VBR: A Vision Benchmark in Rome
Leonardo Brizi, Emanuele Giacomini, Luca Di Giammarino, Simone Ferrari, Omar Salem, Lorenzo De Rebotti, Giorgio Grisetti
TL;DR
VBR introduces a Rome-sourced, multi-sensor vision benchmark tailored for SLAM and odometry by providing six synchronized sequences acquired with handheld and car platforms. Ground truth is generated through a LiDAR Bundle Adjustment approach that fuses RTK-GPS priors with LiDAR odometry, achieving about $\pm 3\ \mathrm{cm}$ accuracy over long trajectories, and is validated with a Total Station. The dataset spans urban, garden, indoor, and highway-like scenes, totaling roughly $40\ \mathrm{km}$ of trajectories and $2\ \mathrm{TB}$ of raw data, with training/testing splits and a public evaluation server. Baseline experiments with KISS-ICP, F-LOAM, and ORB-SLAM3 illustrate the strengths of LiDAR-based methods and highlight the challenges of achieving precise global localization in diverse environments. This resource enables robust, fair benchmarking across robotic platforms (quadrupeds, quadrotors, autonomous vehicles) and supports future work in semantics and dense perception alongside odometry and SLAM evaluation.
Abstract
This paper presents a vision and perception research dataset collected in Rome, featuring RGB data, 3D point clouds, IMU, and GPS data. We introduce a new benchmark targeting visual odometry and SLAM, to advance the research in autonomous robotics and computer vision. This work complements existing datasets by simultaneously addressing several issues, such as environment diversity, motion patterns, and sensor frequency. It uses up-to-date devices and presents effective procedures to accurately calibrate the intrinsic and extrinsic of the sensors while addressing temporal synchronization.

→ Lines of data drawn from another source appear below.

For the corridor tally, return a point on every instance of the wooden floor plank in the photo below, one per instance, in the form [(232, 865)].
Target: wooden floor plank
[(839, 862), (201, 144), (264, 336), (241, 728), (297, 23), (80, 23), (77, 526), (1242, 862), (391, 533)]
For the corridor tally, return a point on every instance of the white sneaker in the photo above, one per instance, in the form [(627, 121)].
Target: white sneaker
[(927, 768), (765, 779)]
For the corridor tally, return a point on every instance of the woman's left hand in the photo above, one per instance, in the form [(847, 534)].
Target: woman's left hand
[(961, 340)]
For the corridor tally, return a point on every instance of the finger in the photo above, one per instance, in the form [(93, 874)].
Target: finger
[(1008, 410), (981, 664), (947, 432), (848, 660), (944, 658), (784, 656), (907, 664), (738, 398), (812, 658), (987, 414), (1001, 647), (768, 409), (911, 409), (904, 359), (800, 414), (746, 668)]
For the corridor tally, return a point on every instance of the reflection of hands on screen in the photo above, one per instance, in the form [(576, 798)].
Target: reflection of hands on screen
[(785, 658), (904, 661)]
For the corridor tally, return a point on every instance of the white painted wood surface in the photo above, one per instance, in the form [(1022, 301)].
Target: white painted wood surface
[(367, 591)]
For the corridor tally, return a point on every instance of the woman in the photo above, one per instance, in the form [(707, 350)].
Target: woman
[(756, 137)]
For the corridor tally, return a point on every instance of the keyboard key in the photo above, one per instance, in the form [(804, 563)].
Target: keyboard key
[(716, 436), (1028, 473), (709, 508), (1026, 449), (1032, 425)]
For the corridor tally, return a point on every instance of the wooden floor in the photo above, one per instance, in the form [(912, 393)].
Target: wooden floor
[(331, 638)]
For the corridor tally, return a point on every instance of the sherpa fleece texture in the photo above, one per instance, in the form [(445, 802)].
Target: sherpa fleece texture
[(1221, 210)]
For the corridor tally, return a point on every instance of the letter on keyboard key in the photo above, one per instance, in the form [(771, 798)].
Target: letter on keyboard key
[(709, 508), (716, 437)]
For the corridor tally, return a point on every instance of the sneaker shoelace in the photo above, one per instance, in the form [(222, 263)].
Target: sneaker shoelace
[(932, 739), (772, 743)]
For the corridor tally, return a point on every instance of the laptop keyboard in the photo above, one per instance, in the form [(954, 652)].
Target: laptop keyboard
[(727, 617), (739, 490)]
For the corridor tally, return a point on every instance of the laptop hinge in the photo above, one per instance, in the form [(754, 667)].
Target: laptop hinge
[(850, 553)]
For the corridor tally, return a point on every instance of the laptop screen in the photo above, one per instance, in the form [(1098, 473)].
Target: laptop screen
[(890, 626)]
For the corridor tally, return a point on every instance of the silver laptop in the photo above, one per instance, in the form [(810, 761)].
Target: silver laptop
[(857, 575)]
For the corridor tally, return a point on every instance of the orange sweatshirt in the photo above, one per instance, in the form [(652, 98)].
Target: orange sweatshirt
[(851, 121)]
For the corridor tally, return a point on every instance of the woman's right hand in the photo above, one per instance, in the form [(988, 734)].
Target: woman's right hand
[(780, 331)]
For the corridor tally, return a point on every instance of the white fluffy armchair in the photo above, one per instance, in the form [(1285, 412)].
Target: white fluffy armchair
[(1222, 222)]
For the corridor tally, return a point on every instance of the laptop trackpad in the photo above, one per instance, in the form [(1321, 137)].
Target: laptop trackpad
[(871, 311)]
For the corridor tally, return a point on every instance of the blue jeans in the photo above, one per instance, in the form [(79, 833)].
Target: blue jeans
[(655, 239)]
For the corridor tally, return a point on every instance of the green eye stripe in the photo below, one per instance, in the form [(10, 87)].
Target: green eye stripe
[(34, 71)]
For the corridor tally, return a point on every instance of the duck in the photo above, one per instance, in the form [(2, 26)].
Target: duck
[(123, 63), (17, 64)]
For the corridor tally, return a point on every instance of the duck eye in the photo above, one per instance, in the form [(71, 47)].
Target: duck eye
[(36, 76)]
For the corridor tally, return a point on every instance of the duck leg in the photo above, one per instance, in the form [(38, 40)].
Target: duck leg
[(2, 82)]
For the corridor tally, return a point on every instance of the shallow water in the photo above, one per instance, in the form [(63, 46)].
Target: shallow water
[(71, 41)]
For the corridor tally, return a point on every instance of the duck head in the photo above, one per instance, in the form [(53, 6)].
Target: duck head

During recording, we cover multi-floor buildings, gardens, urban and highway scenarios. Combining handheld and car-based data collections, our setup can simulate any robot (quadrupeds, quadrotors, autonomous vehicles). The dataset includes an accurate 6-dof ground truth based on a novel methodology that refines the RTK-GPS estimate with LiDAR point clouds through Bundle Adjustment. All sequences divided in training and testing are accessible through our website.